İngiltere Kraliyet Yatı
968 resmi gezide kraliyet ailesi tarafından tam 44 yıl boyunca kullanılmış. 1953 yılında John Brown & Co tarafından tarafından yaptırılan yat, 33 metre boyunda. Kraliyet ailesi gemi ile resmi yolculuklara çıkmaya 17. yüzyılda başlamış ve 1997 yılında bu gemi ile son vermiş olması dolayısıyla yatın kraliyet ailesi tarafından oldukça özel bir yeri var.

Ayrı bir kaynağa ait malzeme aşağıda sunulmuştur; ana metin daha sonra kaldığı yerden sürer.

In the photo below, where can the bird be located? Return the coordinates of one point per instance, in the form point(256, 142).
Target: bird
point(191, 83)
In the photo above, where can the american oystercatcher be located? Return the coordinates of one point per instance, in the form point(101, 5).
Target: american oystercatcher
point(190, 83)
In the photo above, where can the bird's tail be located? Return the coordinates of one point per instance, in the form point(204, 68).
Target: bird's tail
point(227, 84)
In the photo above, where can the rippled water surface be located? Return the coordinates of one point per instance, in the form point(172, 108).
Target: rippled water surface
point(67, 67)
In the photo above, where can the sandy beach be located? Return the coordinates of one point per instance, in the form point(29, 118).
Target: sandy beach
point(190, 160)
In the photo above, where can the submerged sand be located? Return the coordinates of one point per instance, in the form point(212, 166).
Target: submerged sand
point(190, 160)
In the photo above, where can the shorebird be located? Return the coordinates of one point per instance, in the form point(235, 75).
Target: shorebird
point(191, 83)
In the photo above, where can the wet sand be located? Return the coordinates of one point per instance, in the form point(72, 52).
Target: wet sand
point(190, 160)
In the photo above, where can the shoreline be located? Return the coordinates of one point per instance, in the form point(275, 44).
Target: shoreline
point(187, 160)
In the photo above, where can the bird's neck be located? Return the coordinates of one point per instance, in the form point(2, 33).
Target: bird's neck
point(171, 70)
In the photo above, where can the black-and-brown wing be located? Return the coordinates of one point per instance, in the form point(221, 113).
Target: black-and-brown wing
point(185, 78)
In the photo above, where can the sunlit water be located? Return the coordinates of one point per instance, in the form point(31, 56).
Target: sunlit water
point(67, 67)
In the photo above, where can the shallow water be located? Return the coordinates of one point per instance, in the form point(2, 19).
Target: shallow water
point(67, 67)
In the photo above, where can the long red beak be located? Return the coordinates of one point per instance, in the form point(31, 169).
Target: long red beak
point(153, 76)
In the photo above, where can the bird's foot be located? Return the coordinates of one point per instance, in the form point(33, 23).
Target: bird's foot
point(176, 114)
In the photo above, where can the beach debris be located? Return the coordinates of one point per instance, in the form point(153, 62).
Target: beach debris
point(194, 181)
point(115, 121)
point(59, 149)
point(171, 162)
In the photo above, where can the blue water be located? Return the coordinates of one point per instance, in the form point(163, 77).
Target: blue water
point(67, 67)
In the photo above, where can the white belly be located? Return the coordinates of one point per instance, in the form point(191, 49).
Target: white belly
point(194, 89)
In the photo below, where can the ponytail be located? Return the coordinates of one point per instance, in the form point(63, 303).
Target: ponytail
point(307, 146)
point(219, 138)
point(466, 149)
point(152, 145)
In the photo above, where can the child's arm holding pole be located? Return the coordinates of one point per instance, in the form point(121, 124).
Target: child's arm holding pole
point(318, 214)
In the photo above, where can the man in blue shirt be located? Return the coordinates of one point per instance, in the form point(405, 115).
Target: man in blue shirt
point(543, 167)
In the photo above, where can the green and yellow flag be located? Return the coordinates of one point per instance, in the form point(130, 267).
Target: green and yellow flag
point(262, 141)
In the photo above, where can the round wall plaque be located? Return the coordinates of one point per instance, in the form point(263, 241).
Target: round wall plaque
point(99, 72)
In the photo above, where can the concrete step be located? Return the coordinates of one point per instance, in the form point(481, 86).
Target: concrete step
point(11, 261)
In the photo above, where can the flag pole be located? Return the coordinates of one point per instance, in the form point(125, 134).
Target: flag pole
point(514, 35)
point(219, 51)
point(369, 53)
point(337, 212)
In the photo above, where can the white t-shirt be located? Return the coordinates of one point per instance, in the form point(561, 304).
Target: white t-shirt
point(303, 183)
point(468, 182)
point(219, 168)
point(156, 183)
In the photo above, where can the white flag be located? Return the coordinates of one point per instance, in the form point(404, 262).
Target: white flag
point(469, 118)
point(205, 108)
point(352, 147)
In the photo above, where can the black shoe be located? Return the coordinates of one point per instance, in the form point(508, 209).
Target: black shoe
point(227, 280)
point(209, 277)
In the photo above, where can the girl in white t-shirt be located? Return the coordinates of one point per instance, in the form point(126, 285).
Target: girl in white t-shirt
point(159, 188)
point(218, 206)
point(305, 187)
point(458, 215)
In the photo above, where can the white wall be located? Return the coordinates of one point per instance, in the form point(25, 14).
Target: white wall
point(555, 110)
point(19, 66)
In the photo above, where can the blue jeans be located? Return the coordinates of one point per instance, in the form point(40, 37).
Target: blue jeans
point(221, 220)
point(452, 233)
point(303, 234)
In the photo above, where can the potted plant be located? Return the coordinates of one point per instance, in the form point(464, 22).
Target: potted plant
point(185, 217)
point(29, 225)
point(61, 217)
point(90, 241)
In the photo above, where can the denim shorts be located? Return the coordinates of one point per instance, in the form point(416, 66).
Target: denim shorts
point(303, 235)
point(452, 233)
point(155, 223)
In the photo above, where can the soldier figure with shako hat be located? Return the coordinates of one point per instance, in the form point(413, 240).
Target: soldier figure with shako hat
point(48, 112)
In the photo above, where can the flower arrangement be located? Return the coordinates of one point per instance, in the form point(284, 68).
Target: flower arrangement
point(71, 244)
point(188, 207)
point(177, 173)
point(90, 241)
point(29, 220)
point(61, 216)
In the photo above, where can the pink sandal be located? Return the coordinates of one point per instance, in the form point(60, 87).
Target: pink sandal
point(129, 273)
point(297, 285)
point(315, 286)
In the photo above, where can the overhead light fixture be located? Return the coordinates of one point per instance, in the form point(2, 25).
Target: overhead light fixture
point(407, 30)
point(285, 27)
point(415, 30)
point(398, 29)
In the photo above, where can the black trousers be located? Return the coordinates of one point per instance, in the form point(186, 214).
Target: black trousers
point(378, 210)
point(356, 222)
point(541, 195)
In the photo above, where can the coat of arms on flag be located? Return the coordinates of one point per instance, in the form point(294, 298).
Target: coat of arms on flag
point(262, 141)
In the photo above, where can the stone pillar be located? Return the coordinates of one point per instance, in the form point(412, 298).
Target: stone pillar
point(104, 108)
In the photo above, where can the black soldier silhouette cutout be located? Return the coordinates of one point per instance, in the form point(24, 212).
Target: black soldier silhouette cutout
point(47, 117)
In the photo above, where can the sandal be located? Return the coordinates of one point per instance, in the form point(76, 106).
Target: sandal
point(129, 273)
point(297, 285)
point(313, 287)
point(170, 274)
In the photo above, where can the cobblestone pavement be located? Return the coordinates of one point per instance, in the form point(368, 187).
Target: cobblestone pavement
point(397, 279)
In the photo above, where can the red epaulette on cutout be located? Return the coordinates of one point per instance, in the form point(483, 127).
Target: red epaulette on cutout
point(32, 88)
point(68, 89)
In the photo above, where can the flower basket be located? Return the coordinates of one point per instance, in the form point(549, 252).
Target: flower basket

Günümüzde gemi içerisinde isteğe bağlı olarak konaklayabiliyor veya yemek yiyebiliyorsunuz.
Yazarlar Müzesi
Eski İskoç edebiyatının önde gelen üç ismi Robert Burns, Walter Scott ve Robert Louis Stevenson’a ait el yazmaları, çalışma masaları, kullandıkları kalemler gibi çeşitli nesnelerin sergilendiği, küçük ve ücretsiz bu müze hemen katedralin ilerisindeki bir ara sokakta bulunuyor.
Camera Obscura
Tepeden topladığı ışığı karanlık bir odaya odaklayarak bulunduğunuz yerden bütün Edinburgh’u görmenizi sağlayan yapı 150 yaşında. Bununla beraber optik illüzyonların sergilendiği bir salona da sahip.